I saw that this part I repeat many times :

[^<]+[<br?/?>]* --> because I don't know how many times there will be br with lorem pisum, maybe one, maybe 10 times... is there a possibility to short this regex?

LukStorms
  • 28,916
  • 5
  • 31
  • 45
wenus
  • 1,345
  • 6
  • 24
  • 51
  • what are you doing the regex with? JS? php? – treyBake May 24 '17 at 14:36
  • Oh sorry I forgot add this info - PHP – wenus May 24 '17 at 14:37
  • 3
    that feel when people use regex for stuff they are supposed to use DOM for. clearly a x y problem – GottZ May 24 '17 at 14:39
  • Please format your code. Try adding four spaces at the beginning of your line that has the regex or wrapping in backticks (`). As it stands, I can't tell if the space in your closing div tag is supposed to be there or not. Also, don't parse html with regex. [It's generally a bad idea.](https://stackoverflow.com/a/1732454/854246) – Joseph Marikle May 24 '17 at 14:40
  • with an `innerHTML` or something like that – alessandrio May 24 '17 at 14:41
  • Your regex is all kinds of wrong anyway. – Niet the Dark Absol May 24 '17 at 14:49
  • Someone surely may post a solution that doesn't use regex. But you try to capture the tags in the regex the wrong way. `[]`is for a character class. `[yum]` captures a character that is y or u or m. Not the word `yum`. You need a capture group for it : `(yum)` or a non-capture group : `(?:yum)` or just `yum` – LukStorms May 24 '17 at 14:52
  • For example: `<\/div>(?=\s*\w)(.*?)<\/div>` – LukStorms May 24 '17 at 15:52

2 Answers2

2

Using Regex for HTML String is not a good approach, instead use DOMDocument for this.

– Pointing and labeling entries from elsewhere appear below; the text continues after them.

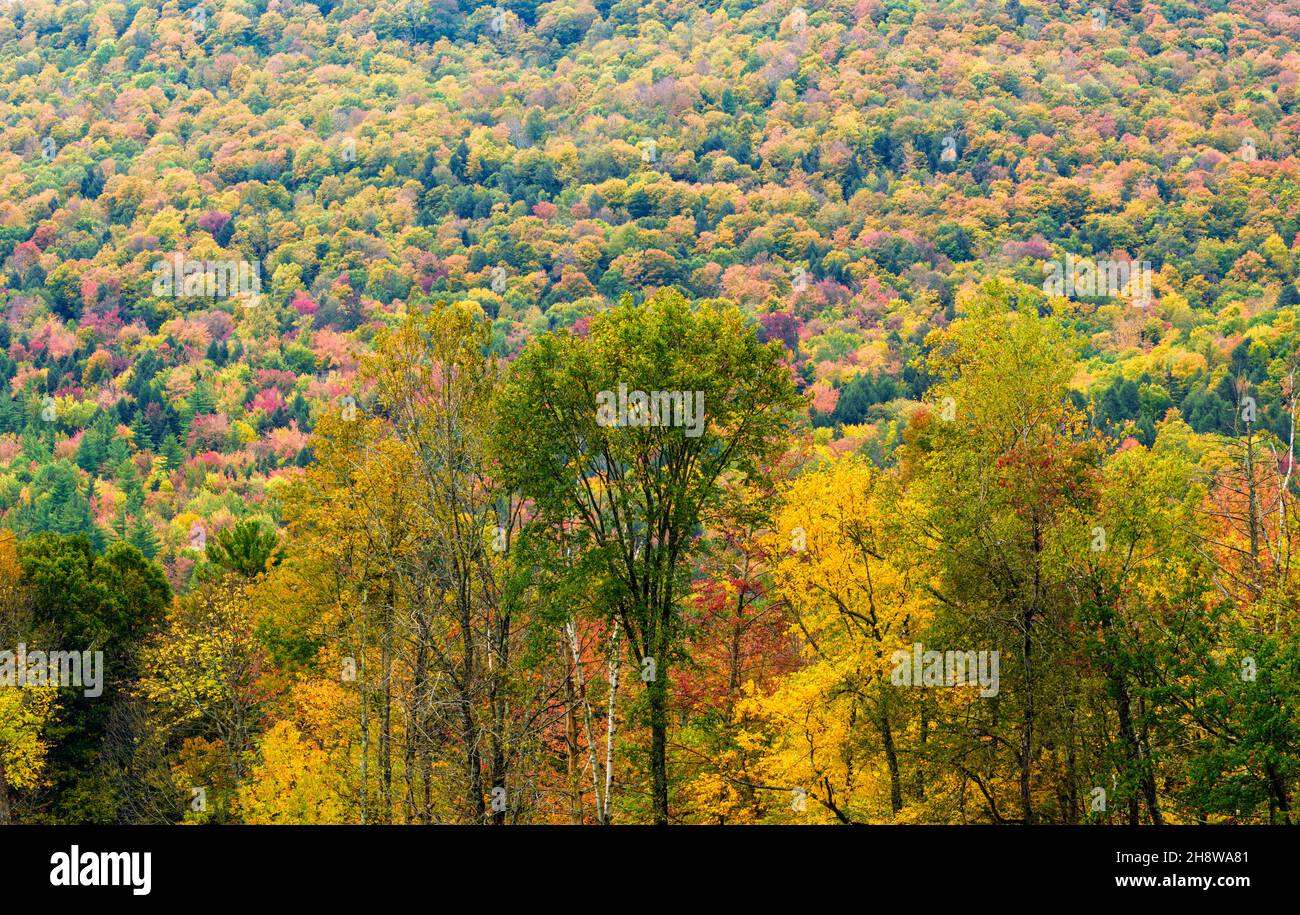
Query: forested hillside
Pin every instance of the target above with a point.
(979, 322)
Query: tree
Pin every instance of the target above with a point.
(246, 549)
(627, 480)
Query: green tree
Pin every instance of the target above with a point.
(629, 489)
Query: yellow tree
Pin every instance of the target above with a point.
(832, 729)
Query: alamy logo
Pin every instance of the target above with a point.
(947, 668)
(53, 668)
(1079, 276)
(653, 408)
(181, 277)
(103, 868)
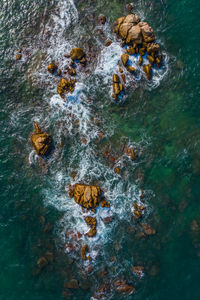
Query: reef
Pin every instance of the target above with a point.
(41, 140)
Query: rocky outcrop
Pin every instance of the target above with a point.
(77, 53)
(52, 67)
(65, 86)
(88, 196)
(41, 140)
(117, 86)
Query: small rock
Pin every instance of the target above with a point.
(102, 19)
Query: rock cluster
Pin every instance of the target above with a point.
(117, 86)
(140, 39)
(92, 222)
(65, 86)
(40, 140)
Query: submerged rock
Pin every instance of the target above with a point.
(18, 56)
(77, 53)
(124, 59)
(84, 251)
(148, 71)
(40, 140)
(52, 67)
(65, 86)
(88, 196)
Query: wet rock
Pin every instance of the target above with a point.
(87, 196)
(59, 72)
(40, 140)
(140, 62)
(52, 67)
(151, 59)
(72, 284)
(148, 230)
(42, 262)
(77, 53)
(18, 56)
(148, 71)
(153, 48)
(92, 222)
(124, 59)
(130, 7)
(107, 220)
(105, 203)
(131, 50)
(65, 86)
(117, 170)
(116, 78)
(84, 251)
(130, 69)
(72, 72)
(138, 270)
(102, 19)
(147, 32)
(108, 43)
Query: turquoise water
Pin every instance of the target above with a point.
(161, 122)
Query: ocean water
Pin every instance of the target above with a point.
(160, 120)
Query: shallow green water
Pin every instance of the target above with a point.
(163, 123)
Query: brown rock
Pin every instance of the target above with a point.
(117, 170)
(87, 196)
(65, 86)
(140, 62)
(124, 59)
(148, 230)
(84, 250)
(108, 43)
(102, 19)
(40, 140)
(148, 71)
(72, 72)
(134, 35)
(151, 59)
(130, 69)
(147, 32)
(77, 53)
(116, 78)
(18, 56)
(52, 67)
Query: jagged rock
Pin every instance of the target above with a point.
(88, 196)
(153, 48)
(65, 85)
(148, 71)
(140, 62)
(18, 56)
(40, 140)
(52, 67)
(130, 69)
(148, 230)
(72, 72)
(116, 78)
(124, 59)
(151, 59)
(147, 32)
(138, 270)
(77, 53)
(102, 19)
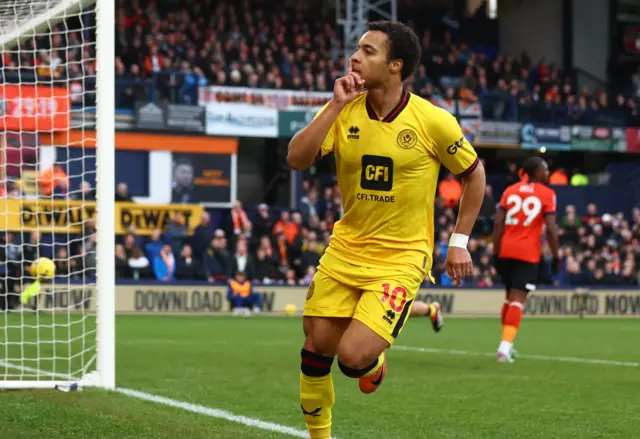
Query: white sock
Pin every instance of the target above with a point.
(505, 348)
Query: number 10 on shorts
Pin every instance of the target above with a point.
(391, 295)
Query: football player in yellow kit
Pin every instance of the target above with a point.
(388, 146)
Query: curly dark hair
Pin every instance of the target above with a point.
(404, 44)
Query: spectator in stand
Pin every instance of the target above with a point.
(287, 227)
(242, 299)
(177, 232)
(217, 262)
(122, 267)
(202, 236)
(266, 268)
(450, 190)
(242, 261)
(263, 223)
(139, 265)
(579, 179)
(86, 192)
(53, 181)
(240, 223)
(153, 247)
(188, 267)
(164, 264)
(559, 177)
(122, 193)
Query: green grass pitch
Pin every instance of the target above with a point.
(250, 367)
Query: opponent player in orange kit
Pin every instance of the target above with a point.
(388, 145)
(526, 208)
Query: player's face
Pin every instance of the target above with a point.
(184, 175)
(371, 59)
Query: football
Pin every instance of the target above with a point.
(43, 269)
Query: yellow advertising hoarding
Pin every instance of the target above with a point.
(67, 216)
(211, 300)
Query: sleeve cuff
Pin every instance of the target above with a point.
(471, 168)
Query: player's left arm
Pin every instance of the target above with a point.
(550, 222)
(457, 155)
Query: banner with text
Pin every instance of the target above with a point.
(201, 178)
(240, 119)
(69, 216)
(589, 138)
(499, 134)
(34, 108)
(211, 299)
(550, 136)
(264, 98)
(633, 140)
(176, 118)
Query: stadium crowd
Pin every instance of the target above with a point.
(180, 46)
(597, 248)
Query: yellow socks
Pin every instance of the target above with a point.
(316, 393)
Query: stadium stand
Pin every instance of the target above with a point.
(166, 50)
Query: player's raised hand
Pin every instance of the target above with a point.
(458, 264)
(348, 87)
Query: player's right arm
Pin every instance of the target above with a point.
(317, 138)
(498, 230)
(498, 226)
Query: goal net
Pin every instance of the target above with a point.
(56, 192)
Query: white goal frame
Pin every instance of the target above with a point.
(104, 375)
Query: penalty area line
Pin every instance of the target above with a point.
(194, 408)
(524, 356)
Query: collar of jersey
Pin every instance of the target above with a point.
(404, 101)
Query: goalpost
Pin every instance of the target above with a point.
(56, 73)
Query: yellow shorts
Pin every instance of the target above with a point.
(381, 299)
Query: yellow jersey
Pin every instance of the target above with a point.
(387, 171)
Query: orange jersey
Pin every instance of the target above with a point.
(526, 204)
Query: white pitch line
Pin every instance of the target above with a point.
(194, 408)
(216, 413)
(525, 356)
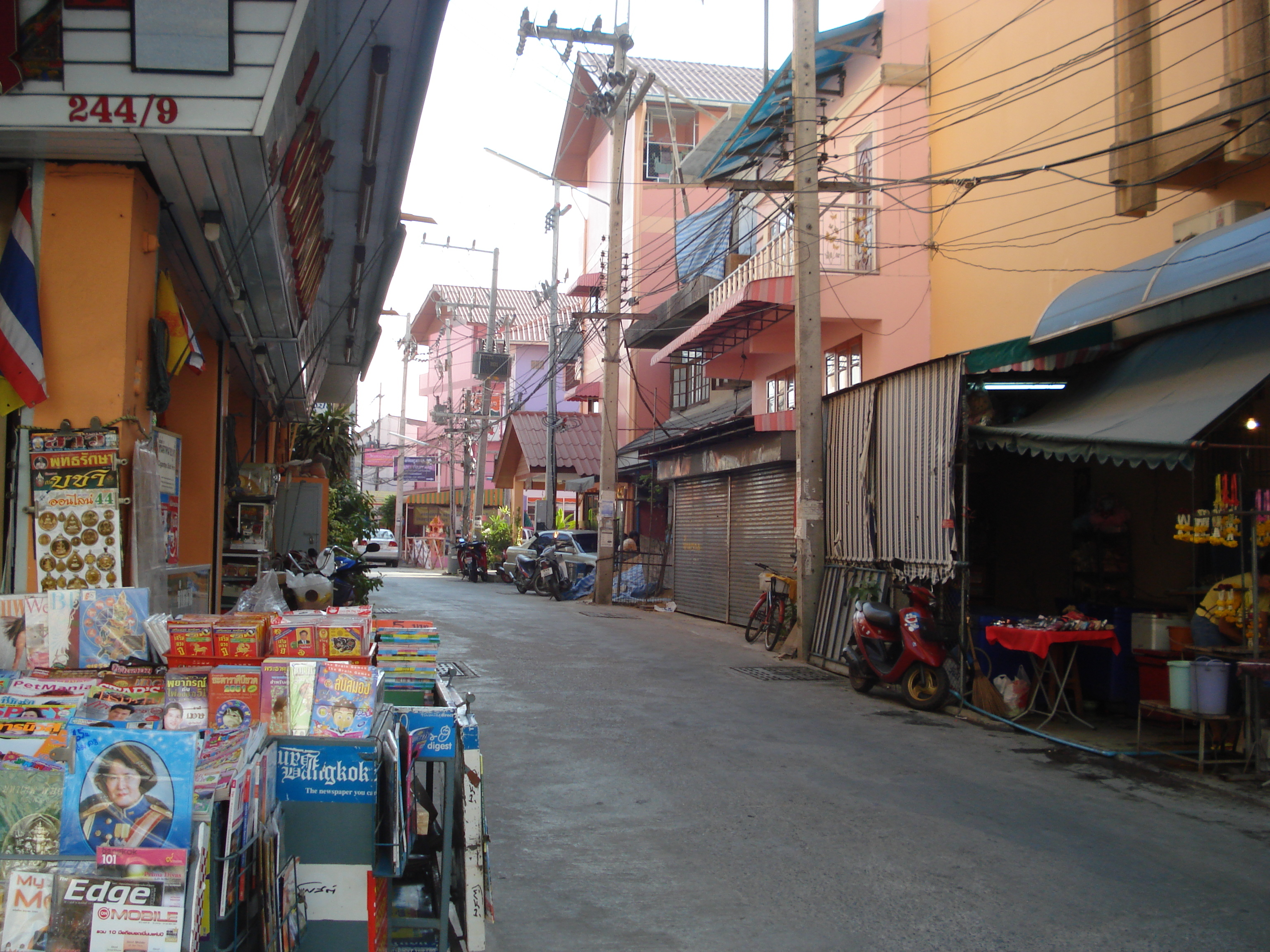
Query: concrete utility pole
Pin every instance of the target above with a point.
(487, 394)
(808, 350)
(618, 113)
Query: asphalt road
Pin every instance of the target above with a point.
(643, 796)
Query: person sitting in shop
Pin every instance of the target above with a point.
(1211, 630)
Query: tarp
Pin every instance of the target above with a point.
(1208, 261)
(1151, 403)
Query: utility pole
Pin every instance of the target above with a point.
(616, 109)
(408, 352)
(487, 393)
(809, 367)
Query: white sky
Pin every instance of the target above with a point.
(483, 94)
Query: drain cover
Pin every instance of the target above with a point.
(787, 672)
(455, 669)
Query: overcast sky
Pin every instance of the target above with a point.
(483, 94)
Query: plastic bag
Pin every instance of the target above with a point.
(265, 597)
(312, 591)
(1014, 691)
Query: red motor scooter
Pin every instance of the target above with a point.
(898, 648)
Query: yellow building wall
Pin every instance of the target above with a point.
(1014, 90)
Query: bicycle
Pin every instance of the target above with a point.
(769, 615)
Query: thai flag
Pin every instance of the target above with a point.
(22, 351)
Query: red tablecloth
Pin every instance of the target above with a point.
(1038, 641)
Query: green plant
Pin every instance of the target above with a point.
(388, 512)
(498, 530)
(350, 514)
(328, 433)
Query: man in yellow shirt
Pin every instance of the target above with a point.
(1211, 630)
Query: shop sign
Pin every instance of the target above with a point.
(420, 469)
(325, 775)
(168, 450)
(75, 490)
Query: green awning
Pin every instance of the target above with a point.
(1150, 404)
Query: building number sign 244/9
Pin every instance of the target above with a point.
(125, 111)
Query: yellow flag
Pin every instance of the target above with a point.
(10, 399)
(168, 310)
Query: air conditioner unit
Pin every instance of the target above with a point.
(492, 365)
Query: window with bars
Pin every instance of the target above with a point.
(780, 393)
(689, 383)
(843, 367)
(658, 145)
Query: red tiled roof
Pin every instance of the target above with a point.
(577, 443)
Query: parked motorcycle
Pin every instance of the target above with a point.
(898, 648)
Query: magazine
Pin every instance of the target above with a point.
(186, 699)
(63, 626)
(233, 697)
(275, 697)
(343, 701)
(304, 676)
(111, 625)
(31, 809)
(110, 914)
(129, 789)
(117, 714)
(29, 903)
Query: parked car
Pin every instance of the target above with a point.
(387, 549)
(578, 549)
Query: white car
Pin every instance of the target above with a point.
(385, 549)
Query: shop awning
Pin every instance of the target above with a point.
(1213, 274)
(757, 305)
(1151, 403)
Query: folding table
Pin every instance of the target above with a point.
(1039, 644)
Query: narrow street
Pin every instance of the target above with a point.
(643, 795)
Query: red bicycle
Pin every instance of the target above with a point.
(774, 614)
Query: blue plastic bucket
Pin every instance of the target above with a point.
(1179, 686)
(1210, 682)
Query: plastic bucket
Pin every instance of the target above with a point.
(1210, 683)
(1179, 638)
(1179, 686)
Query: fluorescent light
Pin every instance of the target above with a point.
(1024, 385)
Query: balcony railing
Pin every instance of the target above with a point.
(849, 244)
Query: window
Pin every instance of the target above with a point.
(843, 367)
(780, 393)
(658, 145)
(689, 383)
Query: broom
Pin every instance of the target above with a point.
(985, 696)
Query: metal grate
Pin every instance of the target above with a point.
(455, 669)
(787, 672)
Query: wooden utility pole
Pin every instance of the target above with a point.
(487, 394)
(618, 116)
(808, 350)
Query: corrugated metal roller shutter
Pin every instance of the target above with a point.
(702, 546)
(917, 418)
(849, 513)
(762, 531)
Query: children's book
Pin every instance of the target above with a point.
(303, 678)
(186, 699)
(111, 625)
(233, 697)
(343, 701)
(129, 789)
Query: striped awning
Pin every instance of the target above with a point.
(760, 304)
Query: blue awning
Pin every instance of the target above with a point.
(1213, 274)
(760, 133)
(1150, 404)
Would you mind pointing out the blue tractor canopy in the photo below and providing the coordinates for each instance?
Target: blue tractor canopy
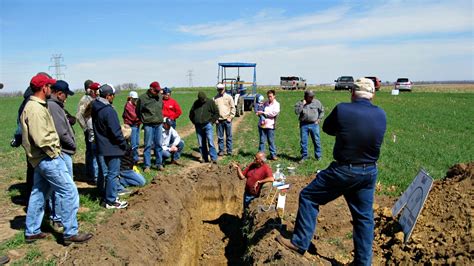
(229, 74)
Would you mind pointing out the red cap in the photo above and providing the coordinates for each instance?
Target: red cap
(40, 80)
(94, 86)
(155, 85)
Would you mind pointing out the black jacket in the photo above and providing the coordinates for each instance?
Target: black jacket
(108, 134)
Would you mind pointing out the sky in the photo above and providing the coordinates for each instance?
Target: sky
(142, 41)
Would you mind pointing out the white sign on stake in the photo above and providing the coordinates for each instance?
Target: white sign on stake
(412, 201)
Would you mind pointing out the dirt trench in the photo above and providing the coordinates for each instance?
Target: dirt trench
(190, 219)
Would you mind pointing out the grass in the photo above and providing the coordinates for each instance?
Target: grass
(429, 128)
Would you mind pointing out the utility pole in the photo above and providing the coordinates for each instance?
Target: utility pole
(56, 59)
(190, 77)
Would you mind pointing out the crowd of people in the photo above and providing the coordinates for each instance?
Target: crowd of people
(111, 157)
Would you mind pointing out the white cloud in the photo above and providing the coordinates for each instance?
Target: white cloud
(421, 40)
(339, 25)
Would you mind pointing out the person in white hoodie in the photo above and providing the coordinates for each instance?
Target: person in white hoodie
(172, 143)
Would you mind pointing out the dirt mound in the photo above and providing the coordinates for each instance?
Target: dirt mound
(194, 218)
(443, 233)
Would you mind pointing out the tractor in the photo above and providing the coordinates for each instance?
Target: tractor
(236, 87)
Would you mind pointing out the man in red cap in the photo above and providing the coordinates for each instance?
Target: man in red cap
(150, 111)
(92, 168)
(41, 143)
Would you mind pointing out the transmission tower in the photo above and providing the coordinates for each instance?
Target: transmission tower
(190, 77)
(57, 59)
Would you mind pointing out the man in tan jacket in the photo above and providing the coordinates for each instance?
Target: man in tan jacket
(41, 143)
(226, 106)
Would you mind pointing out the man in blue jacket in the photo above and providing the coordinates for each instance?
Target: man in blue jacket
(359, 128)
(110, 143)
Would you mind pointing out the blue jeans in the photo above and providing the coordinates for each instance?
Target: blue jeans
(102, 175)
(357, 185)
(135, 142)
(153, 135)
(205, 137)
(53, 203)
(111, 174)
(222, 127)
(267, 134)
(313, 130)
(51, 175)
(175, 155)
(129, 178)
(92, 166)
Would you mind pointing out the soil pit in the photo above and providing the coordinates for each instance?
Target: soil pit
(194, 218)
(187, 219)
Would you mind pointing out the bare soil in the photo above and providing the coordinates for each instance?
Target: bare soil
(195, 218)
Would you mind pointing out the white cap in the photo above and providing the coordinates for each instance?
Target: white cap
(220, 86)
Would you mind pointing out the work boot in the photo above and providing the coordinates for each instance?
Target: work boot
(79, 238)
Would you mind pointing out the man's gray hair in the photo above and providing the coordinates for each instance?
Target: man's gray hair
(363, 94)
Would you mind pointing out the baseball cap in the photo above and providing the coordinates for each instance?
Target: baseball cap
(309, 93)
(106, 89)
(155, 85)
(220, 86)
(133, 94)
(94, 86)
(40, 80)
(364, 84)
(169, 121)
(62, 85)
(87, 84)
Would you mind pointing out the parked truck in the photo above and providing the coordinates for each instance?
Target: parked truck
(292, 83)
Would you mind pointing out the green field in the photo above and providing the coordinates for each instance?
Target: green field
(430, 128)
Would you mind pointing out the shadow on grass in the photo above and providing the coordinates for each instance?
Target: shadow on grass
(91, 192)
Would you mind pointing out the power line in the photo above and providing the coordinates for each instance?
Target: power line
(190, 77)
(57, 58)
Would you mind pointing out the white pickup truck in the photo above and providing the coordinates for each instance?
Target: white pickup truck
(292, 83)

Try this code snippet here

<?php
ini_set('display_errors', 1);
$string = <<<HTML
<div class="latestItemIntroText">

        <div class="itemLinks">
            <div class="share">Share</div>
            <div class="dummy-div"></div>

            <div class="addthis_sharing_toolbox"></div>

        </div>
     Lorem ipsum <br /><br />
     Lorem ipsum <br /><br />
     Lorem ipsum <br /><br />
     Lorem ipsum <br /><br />

 </div>
HTML;

$domDocument = new DOMDocument();
$domDocument->loadHTML($string);

$domXPath = new DOMXPath($domDocument);
$results = $domXPath->query('//div[@class="itemLinks"]');
$toRemove[]=$results->item(0);
foreach($toRemove as $removal)
{
    $removal->parentNode->removeChild($removal);
}
$results = $domXPath->query('//div[@class="latestItemIntroText"]');
print_r($results->item(0)->textContent);
Sahil Gulati
  • 15,028
  • 4
  • 24
  • 42
0

This simpler regex does work for your input. All the usual caveats about the million different ways this would break do apply.

^(?!.*(?:<div|</div>))(.+?)(?=<br\s?/>|$)
  1. Look ahead to not see any div tags, via negative lookahead.
  2. reluctantly capture text up to a <br/> or EOL, via positive lookahead.

https://regex101.com/r/ePaFrp/4/

Scott Weaver
  • 7,192
  • 2
  • 31
  • 43